• Le dernier rapport du GIEC [1] alarme sur l’urgence climatique. Quel regard portez-vous sur l’enjeu climat-énergie ? Le rapport explique que la consommation effrénée de combustibles fossiles depuis l’ère industrielle a dégagé des quantités colossales de gaz carbonique (CO2) qui accentue l’effet de serre. Le niveau de l’eau monte et les phénomènes extrêmes se multiplient. L’activité humaine émet 35 millions de tonnes de CO2. 25 % sont absorbés par les forêts, 25 % par les océans, et 50 % s’accumulent chaque année. Les océans ont absorbé 90 % du CO2 dégagé entre 1970 et 2010. La température et l’acidité de l’eau augmentent, menaçant les écosystèmes et la biodiversité exposée à d’autres pollutions. Tous les leviers énergétiques doivent être mobilisés pour atteindre la neutralité carbone d’ici 2050. Les enjeux climatiques imposent de réduire la consommation d’énergie et la quantité totale de sa production tout en augmentant la part d’électricité.
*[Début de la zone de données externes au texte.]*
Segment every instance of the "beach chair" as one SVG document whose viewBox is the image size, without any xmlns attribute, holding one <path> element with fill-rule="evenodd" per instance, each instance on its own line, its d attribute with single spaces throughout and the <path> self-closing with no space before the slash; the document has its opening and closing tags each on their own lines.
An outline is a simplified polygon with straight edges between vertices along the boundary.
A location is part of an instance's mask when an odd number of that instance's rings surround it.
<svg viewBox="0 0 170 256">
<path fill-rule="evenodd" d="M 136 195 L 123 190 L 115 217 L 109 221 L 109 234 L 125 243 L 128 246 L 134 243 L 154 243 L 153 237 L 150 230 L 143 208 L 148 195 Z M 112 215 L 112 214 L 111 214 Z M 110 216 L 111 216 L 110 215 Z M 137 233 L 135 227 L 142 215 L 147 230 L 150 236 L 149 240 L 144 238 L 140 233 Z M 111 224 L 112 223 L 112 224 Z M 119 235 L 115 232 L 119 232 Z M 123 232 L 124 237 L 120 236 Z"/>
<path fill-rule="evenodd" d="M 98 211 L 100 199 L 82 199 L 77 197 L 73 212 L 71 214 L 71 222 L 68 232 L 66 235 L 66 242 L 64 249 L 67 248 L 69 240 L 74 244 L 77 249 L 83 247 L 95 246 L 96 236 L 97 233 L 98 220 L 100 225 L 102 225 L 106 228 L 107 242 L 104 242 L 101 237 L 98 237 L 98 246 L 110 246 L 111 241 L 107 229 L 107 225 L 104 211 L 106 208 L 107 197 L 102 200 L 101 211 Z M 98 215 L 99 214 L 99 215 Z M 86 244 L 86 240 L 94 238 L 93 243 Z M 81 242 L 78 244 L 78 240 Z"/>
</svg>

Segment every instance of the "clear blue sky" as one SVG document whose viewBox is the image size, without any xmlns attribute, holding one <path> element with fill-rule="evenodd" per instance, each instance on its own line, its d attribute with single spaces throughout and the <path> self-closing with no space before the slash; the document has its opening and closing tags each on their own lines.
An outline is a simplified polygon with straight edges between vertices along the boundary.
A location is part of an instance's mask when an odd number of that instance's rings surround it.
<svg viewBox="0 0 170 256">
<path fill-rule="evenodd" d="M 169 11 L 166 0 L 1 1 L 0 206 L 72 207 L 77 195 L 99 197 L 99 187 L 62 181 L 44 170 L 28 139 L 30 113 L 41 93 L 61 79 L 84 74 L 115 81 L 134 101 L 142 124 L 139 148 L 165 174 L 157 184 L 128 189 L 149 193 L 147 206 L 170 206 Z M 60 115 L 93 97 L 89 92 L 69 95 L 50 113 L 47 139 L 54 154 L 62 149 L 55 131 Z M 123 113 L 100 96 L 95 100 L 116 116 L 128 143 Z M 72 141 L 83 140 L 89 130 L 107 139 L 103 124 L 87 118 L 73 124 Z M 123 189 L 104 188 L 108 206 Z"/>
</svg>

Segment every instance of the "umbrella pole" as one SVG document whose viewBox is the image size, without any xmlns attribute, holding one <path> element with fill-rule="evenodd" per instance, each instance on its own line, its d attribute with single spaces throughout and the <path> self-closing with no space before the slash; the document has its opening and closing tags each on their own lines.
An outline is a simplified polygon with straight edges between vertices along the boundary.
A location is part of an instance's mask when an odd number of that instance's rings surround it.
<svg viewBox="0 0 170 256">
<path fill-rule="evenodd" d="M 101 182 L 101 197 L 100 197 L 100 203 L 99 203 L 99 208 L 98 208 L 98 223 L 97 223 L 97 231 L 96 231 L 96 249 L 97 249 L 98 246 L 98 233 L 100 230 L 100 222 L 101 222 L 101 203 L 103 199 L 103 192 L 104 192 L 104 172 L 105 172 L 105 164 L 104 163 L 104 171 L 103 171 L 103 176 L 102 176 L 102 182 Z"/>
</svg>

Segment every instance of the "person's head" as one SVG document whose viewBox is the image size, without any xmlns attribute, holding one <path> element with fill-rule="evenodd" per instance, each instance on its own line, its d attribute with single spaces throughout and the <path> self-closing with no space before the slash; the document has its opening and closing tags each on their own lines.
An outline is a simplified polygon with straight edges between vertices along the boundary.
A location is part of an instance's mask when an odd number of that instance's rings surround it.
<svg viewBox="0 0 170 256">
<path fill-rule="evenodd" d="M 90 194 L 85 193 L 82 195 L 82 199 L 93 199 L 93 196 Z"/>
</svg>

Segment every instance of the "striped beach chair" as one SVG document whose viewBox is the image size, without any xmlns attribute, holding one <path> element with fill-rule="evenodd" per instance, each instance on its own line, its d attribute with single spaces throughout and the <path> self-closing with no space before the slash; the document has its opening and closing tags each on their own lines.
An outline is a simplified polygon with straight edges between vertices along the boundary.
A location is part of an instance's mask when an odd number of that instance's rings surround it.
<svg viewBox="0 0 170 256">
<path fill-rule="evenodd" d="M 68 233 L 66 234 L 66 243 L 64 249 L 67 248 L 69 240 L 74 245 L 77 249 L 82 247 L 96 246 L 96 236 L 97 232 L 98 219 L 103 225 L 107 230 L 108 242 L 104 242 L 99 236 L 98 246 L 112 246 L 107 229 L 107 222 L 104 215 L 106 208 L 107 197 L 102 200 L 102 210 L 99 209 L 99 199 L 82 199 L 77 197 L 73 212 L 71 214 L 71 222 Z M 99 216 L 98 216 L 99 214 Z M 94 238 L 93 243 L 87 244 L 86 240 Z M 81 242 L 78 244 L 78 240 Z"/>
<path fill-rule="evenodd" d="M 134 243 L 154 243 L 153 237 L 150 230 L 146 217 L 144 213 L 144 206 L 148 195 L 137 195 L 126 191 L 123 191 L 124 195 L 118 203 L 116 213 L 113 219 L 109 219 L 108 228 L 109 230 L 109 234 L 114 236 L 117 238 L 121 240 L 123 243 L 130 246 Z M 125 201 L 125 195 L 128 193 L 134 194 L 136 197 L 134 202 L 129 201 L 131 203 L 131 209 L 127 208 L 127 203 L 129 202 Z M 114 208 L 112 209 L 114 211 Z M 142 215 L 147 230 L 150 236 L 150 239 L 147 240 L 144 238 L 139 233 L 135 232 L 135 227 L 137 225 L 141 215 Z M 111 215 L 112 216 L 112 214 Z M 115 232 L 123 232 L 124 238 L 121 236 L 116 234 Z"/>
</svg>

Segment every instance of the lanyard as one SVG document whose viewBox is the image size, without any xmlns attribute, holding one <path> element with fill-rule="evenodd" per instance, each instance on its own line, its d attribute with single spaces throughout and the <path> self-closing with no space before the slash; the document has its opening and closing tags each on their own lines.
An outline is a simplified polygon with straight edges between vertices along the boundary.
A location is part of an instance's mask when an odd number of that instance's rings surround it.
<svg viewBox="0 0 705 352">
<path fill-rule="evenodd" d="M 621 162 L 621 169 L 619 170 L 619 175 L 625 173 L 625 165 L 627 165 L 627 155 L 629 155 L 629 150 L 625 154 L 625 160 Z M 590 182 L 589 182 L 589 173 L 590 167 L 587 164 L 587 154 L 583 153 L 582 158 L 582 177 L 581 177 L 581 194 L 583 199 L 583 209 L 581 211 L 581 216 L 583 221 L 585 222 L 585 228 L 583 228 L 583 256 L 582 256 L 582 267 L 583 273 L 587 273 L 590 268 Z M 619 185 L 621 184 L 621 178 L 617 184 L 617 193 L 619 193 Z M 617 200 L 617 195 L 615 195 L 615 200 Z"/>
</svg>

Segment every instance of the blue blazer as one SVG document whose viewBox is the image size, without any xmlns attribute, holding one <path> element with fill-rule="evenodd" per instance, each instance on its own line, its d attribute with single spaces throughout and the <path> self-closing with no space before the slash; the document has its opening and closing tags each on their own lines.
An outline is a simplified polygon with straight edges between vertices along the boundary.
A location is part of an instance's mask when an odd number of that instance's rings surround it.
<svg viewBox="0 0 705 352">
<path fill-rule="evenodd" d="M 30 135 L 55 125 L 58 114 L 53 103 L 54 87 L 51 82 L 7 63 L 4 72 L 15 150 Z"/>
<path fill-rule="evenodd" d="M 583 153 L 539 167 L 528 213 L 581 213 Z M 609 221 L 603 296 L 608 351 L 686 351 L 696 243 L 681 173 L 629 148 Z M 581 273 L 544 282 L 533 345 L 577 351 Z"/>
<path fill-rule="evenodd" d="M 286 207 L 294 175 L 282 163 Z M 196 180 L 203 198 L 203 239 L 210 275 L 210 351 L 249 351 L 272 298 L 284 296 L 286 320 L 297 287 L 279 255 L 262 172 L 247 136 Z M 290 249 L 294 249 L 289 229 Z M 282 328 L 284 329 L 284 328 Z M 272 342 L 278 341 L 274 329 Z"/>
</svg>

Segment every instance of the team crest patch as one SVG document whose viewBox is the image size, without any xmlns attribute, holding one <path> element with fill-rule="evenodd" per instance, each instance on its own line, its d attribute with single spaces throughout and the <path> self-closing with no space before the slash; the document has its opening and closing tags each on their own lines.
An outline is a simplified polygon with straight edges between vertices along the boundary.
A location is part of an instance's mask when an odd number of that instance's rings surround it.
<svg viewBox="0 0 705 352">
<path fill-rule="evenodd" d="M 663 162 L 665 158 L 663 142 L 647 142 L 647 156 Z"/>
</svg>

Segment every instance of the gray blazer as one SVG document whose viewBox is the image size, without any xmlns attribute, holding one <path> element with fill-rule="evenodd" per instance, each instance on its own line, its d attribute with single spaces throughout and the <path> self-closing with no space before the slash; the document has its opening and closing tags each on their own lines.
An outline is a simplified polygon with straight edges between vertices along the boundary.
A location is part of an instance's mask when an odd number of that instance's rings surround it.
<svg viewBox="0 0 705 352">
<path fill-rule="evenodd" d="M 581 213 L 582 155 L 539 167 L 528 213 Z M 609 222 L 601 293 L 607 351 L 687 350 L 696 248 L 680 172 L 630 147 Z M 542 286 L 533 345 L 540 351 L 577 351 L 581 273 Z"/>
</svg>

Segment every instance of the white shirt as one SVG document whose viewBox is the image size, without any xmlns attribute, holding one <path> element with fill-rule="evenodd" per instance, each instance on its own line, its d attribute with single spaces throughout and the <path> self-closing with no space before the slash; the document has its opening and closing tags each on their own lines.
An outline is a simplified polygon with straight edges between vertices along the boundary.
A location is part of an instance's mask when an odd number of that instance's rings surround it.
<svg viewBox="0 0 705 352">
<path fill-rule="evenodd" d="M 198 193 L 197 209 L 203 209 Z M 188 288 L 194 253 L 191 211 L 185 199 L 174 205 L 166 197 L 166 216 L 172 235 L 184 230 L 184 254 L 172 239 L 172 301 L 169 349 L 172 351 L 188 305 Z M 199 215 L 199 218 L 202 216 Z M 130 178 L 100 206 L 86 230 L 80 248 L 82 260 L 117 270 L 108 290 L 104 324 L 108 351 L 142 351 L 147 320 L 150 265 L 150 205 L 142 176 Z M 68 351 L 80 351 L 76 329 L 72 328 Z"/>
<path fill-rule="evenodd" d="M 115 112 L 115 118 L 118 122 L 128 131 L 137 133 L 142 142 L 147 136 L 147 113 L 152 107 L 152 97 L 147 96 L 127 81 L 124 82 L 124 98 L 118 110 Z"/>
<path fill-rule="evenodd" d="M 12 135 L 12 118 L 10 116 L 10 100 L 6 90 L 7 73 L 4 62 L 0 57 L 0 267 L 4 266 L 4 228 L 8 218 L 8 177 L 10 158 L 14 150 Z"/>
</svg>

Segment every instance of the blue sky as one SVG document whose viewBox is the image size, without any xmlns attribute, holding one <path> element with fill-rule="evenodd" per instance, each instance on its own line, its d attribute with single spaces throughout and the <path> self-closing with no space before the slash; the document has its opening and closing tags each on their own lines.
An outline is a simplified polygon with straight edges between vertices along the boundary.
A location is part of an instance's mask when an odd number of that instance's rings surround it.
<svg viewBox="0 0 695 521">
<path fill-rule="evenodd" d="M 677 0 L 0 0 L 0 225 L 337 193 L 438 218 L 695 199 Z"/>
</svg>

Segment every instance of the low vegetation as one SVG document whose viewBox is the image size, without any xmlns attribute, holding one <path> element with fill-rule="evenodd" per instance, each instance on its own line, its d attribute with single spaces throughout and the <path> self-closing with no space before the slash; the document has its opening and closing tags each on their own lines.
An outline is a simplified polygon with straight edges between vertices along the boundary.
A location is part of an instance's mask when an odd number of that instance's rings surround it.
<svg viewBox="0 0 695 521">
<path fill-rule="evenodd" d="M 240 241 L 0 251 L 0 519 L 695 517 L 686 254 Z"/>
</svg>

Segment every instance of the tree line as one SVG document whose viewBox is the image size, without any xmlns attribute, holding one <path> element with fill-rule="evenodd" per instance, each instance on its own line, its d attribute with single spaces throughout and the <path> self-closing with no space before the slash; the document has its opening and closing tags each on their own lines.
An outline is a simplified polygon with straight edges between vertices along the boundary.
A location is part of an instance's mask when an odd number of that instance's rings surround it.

• Oui, mais comment ? Le débat sur les enjeux énergétiques ne doit pas se limiter à l’opposition simpliste « nucléaire contre renouvelable ». Le fonctionnement de la société ne peut pas dépendre d’énergies intermittentes soumises aux aléas météorologiques. L’accès constant à l’électricité doit reposer sur un socle solide associant des énergies disponibles et pilotables. Le nucléaire produit une électricité décarbonée. Le gestionnaire du Réseau de transport d’électricité (RTE) adapte la production aux besoins grâce à l’hydraulique.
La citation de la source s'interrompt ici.